A discussão curricular apresentada tem como objetivo evidenciar a necessidade de uma educação sobre solos no ensino fundamental, abrangendo tanto os Anos Iniciais quanto os Anos Finais. É fundamental que essa educação seja contextualizada, relacionando-se com os demais conteúdos curriculares e com a realidade dos estudantes. Caso contrário, corre-se o risco de reproduzir um discurso conteudista e meramente decorativo, reforçando a percepção limitada a qual Geografia Física foi taxada. Não se pretende transformar disciplinas básicas em cursos avançados de pedologia, mas sim aprimorar o ensino do solo dentro dos limites e possibilidades do currículo escolar, demonstrando como ele pode ser abordado de maneira prática e interdisciplinar.
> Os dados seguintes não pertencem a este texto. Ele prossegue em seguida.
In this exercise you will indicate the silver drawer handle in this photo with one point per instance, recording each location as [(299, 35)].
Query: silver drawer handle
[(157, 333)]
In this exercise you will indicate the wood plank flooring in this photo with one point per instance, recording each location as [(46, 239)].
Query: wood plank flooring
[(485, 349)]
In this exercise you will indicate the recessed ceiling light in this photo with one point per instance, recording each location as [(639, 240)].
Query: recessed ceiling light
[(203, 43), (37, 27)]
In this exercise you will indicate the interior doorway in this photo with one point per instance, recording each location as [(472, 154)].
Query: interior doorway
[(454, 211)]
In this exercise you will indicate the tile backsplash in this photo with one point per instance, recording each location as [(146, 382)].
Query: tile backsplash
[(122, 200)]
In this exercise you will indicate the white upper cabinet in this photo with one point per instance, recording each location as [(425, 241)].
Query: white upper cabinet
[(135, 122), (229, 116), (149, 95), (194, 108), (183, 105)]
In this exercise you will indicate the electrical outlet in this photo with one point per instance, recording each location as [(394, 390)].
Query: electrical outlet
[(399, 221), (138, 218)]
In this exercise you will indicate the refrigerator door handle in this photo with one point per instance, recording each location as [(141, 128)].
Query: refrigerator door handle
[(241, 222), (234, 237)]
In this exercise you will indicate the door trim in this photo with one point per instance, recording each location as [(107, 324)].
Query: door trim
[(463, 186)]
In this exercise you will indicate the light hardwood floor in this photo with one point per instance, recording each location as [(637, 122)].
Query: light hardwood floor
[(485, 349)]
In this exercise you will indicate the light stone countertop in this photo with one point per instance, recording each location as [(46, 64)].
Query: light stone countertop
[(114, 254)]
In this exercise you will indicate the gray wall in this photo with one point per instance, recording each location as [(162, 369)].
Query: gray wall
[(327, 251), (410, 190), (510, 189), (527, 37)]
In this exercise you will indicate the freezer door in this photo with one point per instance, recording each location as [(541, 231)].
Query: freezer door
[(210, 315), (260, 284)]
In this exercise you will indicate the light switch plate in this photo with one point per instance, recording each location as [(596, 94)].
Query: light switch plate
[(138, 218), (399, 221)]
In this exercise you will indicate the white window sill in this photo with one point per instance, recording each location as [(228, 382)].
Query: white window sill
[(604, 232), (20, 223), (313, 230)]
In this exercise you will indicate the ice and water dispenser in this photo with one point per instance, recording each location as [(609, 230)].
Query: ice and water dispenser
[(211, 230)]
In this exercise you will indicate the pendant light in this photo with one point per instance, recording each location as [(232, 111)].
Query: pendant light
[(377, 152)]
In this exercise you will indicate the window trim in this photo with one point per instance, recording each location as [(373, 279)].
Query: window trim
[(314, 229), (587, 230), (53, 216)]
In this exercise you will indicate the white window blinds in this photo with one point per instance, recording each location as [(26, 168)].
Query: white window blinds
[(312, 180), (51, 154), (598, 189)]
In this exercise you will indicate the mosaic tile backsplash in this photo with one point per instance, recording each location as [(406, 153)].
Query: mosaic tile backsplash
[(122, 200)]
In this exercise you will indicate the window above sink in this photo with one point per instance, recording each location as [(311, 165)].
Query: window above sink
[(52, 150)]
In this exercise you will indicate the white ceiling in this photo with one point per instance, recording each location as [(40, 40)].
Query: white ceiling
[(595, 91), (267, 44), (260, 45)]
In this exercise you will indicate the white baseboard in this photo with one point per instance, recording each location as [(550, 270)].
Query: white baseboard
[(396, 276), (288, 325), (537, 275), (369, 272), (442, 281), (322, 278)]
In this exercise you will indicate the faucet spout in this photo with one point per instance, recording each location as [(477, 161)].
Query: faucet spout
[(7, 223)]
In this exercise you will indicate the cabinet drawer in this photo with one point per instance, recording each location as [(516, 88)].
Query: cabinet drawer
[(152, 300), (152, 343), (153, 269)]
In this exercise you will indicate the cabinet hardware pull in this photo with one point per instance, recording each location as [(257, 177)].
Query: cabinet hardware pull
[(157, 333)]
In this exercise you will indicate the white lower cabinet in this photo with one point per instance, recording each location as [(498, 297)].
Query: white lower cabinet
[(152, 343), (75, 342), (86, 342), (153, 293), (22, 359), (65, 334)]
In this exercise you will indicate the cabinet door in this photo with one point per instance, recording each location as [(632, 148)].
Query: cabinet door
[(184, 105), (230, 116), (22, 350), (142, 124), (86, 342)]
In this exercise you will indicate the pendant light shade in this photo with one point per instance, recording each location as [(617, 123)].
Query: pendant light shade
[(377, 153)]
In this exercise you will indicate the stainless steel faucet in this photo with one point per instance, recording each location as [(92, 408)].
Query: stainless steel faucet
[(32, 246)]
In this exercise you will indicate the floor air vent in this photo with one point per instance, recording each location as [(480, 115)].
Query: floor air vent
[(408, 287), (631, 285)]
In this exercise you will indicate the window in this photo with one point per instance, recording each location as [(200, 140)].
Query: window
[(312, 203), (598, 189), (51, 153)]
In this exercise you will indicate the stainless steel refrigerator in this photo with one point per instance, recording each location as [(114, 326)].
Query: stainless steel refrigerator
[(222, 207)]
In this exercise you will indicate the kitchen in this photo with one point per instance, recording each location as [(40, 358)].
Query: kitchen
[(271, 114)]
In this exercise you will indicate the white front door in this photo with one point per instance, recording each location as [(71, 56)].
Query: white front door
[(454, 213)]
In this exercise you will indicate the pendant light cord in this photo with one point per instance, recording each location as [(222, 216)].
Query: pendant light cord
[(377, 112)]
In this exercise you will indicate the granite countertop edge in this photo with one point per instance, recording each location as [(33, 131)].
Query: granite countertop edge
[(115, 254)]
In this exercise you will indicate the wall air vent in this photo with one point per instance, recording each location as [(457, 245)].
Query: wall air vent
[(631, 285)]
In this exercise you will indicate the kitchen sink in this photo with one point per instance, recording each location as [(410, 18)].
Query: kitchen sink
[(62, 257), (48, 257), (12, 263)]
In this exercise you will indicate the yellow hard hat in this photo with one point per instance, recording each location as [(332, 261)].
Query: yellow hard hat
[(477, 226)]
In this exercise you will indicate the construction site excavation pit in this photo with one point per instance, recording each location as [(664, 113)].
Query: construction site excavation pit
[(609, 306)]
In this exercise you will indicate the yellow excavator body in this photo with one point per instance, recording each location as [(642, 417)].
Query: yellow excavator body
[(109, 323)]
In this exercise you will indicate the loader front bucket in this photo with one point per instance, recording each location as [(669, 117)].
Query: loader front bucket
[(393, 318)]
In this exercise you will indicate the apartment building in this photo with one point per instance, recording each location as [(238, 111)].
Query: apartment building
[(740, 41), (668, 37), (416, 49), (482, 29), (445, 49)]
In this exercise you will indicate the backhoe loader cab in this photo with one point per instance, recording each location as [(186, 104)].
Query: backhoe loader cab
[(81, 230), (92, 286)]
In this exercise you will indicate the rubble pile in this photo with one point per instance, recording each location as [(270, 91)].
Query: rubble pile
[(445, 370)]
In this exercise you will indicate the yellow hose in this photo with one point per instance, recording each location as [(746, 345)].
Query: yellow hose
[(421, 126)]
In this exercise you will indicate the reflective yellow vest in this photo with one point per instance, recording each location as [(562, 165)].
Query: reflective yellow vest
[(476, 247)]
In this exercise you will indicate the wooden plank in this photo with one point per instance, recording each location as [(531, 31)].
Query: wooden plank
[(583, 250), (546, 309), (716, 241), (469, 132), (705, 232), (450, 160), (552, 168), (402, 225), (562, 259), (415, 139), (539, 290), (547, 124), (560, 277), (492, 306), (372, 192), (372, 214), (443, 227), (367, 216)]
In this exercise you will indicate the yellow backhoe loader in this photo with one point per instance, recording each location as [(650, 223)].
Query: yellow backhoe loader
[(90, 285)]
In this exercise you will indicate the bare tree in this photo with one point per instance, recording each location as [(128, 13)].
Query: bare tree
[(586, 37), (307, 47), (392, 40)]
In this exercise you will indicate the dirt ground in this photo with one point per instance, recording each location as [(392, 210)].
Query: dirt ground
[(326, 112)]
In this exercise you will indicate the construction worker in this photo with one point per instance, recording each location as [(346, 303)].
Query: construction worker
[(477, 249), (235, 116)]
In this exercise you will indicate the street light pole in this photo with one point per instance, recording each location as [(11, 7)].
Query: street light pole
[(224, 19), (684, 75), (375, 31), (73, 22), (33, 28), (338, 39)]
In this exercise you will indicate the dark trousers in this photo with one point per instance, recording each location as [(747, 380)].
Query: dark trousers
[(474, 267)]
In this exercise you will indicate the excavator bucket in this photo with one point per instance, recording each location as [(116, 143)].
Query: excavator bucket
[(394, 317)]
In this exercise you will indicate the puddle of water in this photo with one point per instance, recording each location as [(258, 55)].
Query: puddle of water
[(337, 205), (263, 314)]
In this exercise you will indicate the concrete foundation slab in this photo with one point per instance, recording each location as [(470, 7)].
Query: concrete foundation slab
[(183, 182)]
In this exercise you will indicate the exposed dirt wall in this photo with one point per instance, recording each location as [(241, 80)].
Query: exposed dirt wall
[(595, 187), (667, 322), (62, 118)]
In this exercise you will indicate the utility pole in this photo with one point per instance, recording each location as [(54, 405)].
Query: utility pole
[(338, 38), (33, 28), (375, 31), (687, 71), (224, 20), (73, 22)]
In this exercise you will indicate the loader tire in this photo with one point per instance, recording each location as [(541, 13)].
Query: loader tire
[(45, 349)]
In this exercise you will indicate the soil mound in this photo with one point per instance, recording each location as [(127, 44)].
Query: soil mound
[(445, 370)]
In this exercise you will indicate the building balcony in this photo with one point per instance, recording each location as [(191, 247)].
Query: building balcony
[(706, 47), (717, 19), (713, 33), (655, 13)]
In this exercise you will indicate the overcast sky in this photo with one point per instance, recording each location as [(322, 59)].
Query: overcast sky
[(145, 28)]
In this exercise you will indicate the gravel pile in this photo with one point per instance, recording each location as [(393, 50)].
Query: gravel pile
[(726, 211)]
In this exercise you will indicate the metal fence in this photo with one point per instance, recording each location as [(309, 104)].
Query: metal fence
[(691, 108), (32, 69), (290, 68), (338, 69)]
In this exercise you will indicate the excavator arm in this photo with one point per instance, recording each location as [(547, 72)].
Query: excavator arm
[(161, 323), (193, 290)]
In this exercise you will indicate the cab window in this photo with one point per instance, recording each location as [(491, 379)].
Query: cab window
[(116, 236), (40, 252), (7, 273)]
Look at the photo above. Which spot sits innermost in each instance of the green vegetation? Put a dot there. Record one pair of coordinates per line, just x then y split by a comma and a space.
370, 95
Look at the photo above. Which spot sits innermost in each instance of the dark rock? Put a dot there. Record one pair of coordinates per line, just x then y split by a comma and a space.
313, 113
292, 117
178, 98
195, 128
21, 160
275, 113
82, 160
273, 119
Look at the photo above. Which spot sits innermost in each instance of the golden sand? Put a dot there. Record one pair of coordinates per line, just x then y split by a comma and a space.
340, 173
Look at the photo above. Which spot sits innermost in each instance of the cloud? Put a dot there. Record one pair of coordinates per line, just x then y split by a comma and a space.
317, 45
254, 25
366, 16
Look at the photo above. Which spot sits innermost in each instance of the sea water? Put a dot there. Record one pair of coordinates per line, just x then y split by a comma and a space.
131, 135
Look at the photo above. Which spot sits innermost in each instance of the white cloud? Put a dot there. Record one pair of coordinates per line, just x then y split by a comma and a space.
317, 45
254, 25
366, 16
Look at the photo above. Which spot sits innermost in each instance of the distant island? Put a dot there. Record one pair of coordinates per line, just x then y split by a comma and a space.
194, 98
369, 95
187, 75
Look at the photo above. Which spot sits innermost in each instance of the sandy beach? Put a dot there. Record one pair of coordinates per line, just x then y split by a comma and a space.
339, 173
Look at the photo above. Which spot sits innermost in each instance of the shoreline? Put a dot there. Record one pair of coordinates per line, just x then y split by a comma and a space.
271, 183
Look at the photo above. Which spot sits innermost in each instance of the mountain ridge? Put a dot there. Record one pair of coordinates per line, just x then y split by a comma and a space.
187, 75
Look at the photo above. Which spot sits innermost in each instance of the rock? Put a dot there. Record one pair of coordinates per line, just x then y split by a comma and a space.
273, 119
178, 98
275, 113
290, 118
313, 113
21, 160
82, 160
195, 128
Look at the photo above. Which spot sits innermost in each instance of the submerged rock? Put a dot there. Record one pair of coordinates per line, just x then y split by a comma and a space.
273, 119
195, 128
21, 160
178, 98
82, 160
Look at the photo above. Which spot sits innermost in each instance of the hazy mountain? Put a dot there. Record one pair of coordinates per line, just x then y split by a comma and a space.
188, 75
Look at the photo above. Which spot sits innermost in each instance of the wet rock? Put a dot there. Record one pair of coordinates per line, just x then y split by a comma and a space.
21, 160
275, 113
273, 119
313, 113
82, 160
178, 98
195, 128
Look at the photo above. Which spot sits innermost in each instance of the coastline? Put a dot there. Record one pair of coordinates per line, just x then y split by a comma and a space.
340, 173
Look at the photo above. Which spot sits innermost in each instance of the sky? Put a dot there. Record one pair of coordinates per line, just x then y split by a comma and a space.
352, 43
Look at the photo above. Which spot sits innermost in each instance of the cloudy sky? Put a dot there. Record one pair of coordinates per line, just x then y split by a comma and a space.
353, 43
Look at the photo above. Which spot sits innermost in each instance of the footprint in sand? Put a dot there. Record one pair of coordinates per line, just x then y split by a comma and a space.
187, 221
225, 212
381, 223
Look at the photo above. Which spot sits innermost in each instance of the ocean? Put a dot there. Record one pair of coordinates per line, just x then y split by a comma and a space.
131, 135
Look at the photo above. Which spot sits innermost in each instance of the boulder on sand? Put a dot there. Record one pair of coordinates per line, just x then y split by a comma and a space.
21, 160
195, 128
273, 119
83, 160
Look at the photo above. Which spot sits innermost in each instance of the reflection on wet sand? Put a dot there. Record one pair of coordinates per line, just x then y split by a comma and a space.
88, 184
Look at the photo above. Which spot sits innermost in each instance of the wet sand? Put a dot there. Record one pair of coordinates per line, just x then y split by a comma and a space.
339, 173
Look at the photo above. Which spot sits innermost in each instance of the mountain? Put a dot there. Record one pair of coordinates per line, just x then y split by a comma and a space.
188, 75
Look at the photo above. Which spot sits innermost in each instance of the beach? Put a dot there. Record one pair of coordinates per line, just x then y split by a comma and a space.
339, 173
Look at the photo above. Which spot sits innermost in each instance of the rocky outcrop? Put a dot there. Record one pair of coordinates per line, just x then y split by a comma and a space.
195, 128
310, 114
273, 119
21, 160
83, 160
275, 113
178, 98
O solo, nesse sentido, torna-se um veículo para o desenvolvimento de diversos conteúdos, não apenas no campo da Geografia, mas também em outras áreas do currículo. Dessa forma, ao integrar o ensino do solo de forma contextualizada, amplia-se o entendimento dos estudantes sobre a importância desse recurso para a compreensão dos processos naturais, sociais, culturais e políticos que ocorrem em suas comunidades e no mundo. Além disso, promove-se uma visão crítica e reflexiva, proporcionando uma educação mais significativa e conectada com a realidade dos educandos.